Again, the most damning language:
Because those assets have no physical location by their very nature, the jurisprudence has developed three separate doctrines applicable to their taxation...where the business of the corporation is actually managed and function in a state other than the state of incorporation, a "commercial domicile" exists in the state where the corporation's principal place of business is, and the corporation's intangibles may be taxed there.
A very famous Washington State case, International Shoe Co. v. State of Washington, 326 U.S. 310, 320, 66 S.Ct. 154, 160, 90 L.Ed. 95 (1945), also applies to the state's jurisdiction over taxing out of state intangibles. Here is a summary of the case:
Issue
Did International Shoe’s activities in Washington make it subject to personal jurisdiction in Washington courts?
Holding and Rule (Stone)
Yes.
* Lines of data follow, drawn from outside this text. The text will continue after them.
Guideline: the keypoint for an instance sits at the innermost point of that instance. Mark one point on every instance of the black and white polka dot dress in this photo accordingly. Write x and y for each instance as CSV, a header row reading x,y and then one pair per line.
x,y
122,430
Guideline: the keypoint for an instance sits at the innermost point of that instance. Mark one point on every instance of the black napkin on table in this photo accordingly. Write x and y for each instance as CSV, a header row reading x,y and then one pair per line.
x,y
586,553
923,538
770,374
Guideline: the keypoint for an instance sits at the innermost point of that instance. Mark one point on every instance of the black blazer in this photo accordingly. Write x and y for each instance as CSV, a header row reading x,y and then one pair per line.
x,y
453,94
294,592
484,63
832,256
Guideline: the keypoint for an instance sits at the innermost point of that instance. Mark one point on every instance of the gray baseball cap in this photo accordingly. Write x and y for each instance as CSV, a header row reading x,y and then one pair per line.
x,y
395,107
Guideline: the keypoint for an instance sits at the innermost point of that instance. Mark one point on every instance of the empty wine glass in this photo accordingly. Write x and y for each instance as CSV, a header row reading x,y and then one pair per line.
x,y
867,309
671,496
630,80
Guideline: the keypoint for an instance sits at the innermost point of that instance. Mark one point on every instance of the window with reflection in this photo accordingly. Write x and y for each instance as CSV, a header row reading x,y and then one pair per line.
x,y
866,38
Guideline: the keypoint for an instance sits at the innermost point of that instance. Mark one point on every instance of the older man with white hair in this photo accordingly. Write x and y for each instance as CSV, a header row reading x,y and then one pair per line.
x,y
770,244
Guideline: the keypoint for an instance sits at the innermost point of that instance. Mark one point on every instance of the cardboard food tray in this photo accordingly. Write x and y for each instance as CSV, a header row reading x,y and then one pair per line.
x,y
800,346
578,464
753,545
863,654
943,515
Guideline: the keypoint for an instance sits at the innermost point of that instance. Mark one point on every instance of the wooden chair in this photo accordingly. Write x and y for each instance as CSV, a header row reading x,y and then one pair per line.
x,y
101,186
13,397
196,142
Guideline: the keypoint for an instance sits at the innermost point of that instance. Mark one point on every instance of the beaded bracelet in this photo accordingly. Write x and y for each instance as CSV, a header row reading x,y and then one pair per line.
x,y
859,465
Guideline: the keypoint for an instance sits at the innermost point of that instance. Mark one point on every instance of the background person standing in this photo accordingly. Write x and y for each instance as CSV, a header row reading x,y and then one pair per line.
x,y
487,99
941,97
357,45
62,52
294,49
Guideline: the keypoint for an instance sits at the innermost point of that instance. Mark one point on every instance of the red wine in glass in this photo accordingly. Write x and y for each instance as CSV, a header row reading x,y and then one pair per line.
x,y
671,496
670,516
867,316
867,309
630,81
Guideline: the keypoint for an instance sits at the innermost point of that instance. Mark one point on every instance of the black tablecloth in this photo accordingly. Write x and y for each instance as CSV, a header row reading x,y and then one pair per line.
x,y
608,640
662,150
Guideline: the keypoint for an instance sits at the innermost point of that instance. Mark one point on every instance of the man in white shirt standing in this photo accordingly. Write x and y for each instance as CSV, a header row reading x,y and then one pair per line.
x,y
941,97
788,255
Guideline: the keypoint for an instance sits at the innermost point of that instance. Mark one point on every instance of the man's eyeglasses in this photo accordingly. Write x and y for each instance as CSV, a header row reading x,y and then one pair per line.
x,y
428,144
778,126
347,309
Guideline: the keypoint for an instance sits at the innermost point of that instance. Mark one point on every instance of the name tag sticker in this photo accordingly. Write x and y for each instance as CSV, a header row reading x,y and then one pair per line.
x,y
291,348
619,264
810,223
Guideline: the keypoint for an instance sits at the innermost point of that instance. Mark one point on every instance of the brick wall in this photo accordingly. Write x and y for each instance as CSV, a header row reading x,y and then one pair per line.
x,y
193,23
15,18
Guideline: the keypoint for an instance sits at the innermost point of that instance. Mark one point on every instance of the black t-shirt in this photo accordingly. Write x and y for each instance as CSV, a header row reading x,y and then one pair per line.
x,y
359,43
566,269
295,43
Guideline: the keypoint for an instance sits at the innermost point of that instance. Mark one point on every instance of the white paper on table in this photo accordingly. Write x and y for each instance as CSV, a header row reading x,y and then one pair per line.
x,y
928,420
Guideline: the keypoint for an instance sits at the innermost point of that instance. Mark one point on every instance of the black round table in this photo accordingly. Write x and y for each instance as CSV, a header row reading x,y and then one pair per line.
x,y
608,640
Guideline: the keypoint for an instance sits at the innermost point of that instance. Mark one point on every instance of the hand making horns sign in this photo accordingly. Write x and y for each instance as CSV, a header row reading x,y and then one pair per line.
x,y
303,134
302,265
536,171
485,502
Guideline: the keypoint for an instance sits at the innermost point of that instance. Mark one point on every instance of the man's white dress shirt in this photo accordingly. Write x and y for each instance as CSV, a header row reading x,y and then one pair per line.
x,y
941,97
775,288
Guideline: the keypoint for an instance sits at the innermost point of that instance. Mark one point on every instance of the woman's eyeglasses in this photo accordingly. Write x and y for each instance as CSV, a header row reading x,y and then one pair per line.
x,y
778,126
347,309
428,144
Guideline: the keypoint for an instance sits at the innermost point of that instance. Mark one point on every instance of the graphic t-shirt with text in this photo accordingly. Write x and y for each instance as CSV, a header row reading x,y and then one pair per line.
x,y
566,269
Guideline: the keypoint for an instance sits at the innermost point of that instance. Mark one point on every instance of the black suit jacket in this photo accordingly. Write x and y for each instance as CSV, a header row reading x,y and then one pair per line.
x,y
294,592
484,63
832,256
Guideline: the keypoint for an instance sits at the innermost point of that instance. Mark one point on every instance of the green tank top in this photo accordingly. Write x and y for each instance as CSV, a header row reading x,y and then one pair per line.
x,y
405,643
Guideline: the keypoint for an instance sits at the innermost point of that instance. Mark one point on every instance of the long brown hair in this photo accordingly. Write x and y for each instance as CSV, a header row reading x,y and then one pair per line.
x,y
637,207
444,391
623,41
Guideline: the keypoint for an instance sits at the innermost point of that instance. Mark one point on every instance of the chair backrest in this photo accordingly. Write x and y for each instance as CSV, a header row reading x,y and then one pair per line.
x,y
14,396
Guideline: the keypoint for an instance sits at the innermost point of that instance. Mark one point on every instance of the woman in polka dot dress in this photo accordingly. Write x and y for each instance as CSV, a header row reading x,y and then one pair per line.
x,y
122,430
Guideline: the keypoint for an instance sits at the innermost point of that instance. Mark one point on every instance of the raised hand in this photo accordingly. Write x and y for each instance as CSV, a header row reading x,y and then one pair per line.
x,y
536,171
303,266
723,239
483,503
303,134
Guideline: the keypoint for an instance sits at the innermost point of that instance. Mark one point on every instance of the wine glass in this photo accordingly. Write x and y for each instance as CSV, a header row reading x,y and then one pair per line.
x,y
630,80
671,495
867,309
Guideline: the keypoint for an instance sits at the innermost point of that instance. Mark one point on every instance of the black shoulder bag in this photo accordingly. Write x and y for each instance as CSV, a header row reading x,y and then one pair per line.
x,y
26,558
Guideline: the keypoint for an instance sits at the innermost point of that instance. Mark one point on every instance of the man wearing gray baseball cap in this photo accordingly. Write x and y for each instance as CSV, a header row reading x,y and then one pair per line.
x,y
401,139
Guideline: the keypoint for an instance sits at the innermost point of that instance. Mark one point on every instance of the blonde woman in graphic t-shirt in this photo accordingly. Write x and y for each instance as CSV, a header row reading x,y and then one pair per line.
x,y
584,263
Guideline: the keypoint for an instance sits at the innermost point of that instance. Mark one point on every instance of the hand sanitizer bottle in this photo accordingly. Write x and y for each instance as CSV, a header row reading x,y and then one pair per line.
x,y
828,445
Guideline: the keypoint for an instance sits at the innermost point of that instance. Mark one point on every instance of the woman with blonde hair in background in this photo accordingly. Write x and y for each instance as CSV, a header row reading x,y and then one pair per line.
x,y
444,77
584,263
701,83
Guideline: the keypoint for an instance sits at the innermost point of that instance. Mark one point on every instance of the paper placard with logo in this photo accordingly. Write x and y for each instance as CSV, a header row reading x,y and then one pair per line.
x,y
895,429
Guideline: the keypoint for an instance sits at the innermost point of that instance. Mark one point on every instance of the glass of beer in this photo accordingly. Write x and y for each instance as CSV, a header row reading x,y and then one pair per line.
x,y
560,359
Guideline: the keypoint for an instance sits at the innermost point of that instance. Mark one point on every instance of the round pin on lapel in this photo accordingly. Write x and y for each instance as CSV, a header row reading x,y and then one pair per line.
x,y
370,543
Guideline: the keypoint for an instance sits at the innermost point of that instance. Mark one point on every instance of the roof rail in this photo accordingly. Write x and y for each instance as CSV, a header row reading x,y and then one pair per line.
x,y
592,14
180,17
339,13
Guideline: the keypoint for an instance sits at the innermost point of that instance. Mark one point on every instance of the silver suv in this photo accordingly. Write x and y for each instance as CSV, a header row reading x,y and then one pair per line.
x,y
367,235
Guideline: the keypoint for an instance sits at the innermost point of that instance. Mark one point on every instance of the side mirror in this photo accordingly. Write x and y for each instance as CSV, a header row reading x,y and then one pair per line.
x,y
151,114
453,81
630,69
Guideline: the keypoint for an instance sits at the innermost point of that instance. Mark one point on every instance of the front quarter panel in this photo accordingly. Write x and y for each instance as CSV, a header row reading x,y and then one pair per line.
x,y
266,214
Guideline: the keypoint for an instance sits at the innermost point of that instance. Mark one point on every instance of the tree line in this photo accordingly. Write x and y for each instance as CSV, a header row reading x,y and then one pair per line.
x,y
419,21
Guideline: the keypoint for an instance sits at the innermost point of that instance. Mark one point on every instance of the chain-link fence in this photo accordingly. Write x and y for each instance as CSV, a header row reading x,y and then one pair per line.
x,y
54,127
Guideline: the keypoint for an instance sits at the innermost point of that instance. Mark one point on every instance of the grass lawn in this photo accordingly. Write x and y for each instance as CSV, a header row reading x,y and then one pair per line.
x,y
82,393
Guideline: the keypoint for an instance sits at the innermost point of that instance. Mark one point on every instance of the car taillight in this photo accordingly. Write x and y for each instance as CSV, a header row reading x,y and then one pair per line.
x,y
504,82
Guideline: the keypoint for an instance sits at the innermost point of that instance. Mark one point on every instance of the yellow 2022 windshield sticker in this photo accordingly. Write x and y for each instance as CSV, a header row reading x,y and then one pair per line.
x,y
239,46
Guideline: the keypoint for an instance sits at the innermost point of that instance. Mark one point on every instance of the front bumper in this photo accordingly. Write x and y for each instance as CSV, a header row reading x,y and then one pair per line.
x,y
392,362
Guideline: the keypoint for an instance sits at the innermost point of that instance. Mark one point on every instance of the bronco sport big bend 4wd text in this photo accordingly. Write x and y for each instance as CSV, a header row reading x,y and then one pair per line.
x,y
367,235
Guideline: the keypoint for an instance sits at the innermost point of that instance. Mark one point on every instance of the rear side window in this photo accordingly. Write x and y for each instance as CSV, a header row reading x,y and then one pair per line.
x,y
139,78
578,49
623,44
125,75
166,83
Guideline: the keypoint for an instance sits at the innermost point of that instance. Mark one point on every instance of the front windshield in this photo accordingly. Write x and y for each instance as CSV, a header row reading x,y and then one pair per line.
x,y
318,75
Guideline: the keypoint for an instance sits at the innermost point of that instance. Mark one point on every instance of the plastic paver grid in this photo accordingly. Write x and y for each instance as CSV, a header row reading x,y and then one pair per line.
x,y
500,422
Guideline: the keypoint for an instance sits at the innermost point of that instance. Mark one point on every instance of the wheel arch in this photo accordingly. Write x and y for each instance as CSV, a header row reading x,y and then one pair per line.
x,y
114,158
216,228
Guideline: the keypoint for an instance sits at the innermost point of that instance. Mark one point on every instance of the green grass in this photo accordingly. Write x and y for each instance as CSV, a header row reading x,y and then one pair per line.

Minimum contacts with the forum state can enable a court in that state to exert personal jurisdiction over a party without violating the Due Process clause.
A casual presence of a corporation or its agent in a state in single or isolated incidents is not enough to establish jurisdiction. Acts of agents of the corporation, because of the nature, quality, and circumstances of their commission, may be deemed sufficient. Consent may be implied from the corporation’s presence and activities in the state through the acts of authorized agents.
The activities carried on by defendant corporation in Washington were systematic and continuous rather than irregular or casual. The defendant received the benefits and protection of the laws of the state and is subject to jurisdiction there.
Relevant factors
International Shoe had conducted “systematic and continuous” business operations in Washington. A large volume of interstate business for the defendant was created through it’s agents within the state and the corporation received the benefits and protection of Washington’s laws. International Shoe had established agents in the state permanently
Since 1997, for all of the thirteen years of Microsoft's tax dodge, its Washington Headquarters, its Washington corporation's co-ownership of Microsoft Licensing GP of Nevada and the four Microsoft employees based in Washington registered as officers of Microsoft Management LLC of Nevada (the other co-owner of Microsoft Licensing GP) all represent systematic and continuous contact between Microsoft of Washington and its tax dodging Nevada corporation's intangible assets.
Microsoft's use of the protections of Washington law in its Nevada licensing contracts and its use of King County Courts to sue on behalf of Microsoft Licensing GP of Nevada is also relevant.
The case could not be clearer. Washington State's Department of Revenue has clear jurisdiction to sue Microsoft for its unpaid royalty taxes which we estimate to be $757 million or $1.25 billion with interest and penalties.
And then, United Gas Corp. v. Fontenot, via LexisNexis, the Court makes it even clearer:
Under the separate and independent exception to the mobilia rule, the state where the corporation's "commercial domicile" exists is, in effect, placed on a parity with the legal domicile of an individual, and it may, therefore, upon the soundest principles, subject its intangible property to the income tax laws of the state, wherever located, as if it were a "citizen" of that state, without violence being done to the due process and equal protection guarantees of state and national constitutions, or the interstate commerce clause of the Constitution of the United States...
The Court here says that Washington State is placed on parity with Nevada in taxing the intangible property of Microsoft Licensing GP.
The Washington Department of Revenue should demand full payment of Microsoft's royalty tax bill immediately.